Several previous studies have shown that there are strong relationships between SAR and vegetation [
18,
27,
28]. One group concluded that SAR backscatter signals change significantly when responding to different vegetation types [
29], and another group showed that the backscatter value varies at different growth stages even for the same vegetation [
30]. Such researches have generally used NDVI as an indicator of vegetation dynamics. NDVI is one of the most used indices to evaluate vegetation and is used for many applications, such as cropland monitoring [
31], landcover monitoring [
32], and climate impact modeling [
33]. In this research, a model to downscale NDVI from 250-m to 10-m was developed. This model is a convolutional neural network (CNN)-based model which learns the concept of downscaling of low spatial resolution NDVI images by making use of Sentinel-1 10-m SAR data as an additional supportive dataset.
Prediction of NDVI using similar CNN-based model was also used in previous work [
27]. However, this research aims to predict the NDVI under clouds using the SAR data acquired in the same day. Since SAR data is strongly affected by daily conditions such as soil moisture, using only SAR data to predict NDVI for a different day results in low accuracy due to overfitting to the condition of the training data (see
Section 4.1.2). Proposed method addresses this issue by also using coarse NDVI as input and using SAR as supportive data for the downscaling.
The main contributions of this work are as follows:
A CNN-based NDVI downscaling model using higher spatial resolution SAR data was proposed.

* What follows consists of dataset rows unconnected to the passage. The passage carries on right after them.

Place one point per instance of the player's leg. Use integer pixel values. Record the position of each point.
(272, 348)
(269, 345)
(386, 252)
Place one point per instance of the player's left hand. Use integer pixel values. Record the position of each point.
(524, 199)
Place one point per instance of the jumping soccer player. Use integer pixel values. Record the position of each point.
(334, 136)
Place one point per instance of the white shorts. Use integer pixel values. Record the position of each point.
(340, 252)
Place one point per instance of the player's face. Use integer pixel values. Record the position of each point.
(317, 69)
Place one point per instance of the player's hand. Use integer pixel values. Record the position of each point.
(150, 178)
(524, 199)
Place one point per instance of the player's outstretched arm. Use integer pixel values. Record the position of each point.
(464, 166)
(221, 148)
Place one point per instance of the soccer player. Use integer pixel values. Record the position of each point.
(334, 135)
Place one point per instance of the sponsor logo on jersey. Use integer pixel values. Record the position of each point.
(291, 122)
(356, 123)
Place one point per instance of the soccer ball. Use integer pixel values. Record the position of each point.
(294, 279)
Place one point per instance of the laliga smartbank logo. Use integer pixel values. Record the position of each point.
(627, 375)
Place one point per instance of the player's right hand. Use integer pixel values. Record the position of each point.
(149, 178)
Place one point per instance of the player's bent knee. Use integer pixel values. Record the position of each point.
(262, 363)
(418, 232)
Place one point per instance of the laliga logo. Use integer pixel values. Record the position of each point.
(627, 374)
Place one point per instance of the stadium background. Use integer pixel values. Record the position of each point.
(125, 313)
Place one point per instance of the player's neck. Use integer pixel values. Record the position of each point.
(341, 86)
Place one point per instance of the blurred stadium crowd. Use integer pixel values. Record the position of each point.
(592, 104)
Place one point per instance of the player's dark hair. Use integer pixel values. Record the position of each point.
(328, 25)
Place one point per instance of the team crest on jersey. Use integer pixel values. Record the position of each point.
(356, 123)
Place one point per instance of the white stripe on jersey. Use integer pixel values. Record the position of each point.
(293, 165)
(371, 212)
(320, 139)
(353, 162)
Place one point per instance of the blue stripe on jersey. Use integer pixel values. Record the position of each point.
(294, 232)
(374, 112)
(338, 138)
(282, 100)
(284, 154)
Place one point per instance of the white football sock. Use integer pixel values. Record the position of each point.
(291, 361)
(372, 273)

The model was trained using an up-sampled and original Sentinel-2 image pair with Sentinel-1 image, and was evaluated for different seasons.
MODIS 250-m NDVI data was input into the trained model and showed advantages for application.
6. Conclusions
This study proposed a method to downscale the spatial resolution of NDVI from 250-m MODIS resolution to 10-m Sentinel-2 resolution. The proposed model used 10-m resolution SAR with 250-m resolution NDVI as input to learn the concept of downscaling. The proposed model was first trained with a Sentinel-2 NDVI pair (an original 10-m image and an up-sampled 250-m image) acquired in 2019. The experimental results showed that the prediction was reasonably accurate (MAE = 0.090, ρ = 0.734 on average for the test data acquired in 2020). Then, the trained model was applied to downscale NDVI from MODIS NDVI data in Tsumagoi. Even with the difference between MODIS NDVI and Sentinel-2 NDVI, the accuracy of downscaled NDVI was acceptable (MAE = 0.108, ρ = 0.650 on average). Finally, the model was applied to enhance the temporal resolution (approximately × 2.5 data) of NDVI with high spatial resolution (10 m), and it successfully observed the features of a double cropping of cabbage in Tsumagoi.
However, a method to reduce the difference between the original MODIS NDVI and Sentinel-2 NDVI will be needed for further improvement. A method for locating effective locations for the application is also needed. In summary, this study provides a new approach to produce 10-m resolution NDVI data with acceptable accuracy when cloudless MODIS NDVI and Sentinel-1 SAR data is available. This can be a step for improving both the temporal and the spatial resolution in vegetation monitoring, and is hoped to contribute to the improvement of food security and production.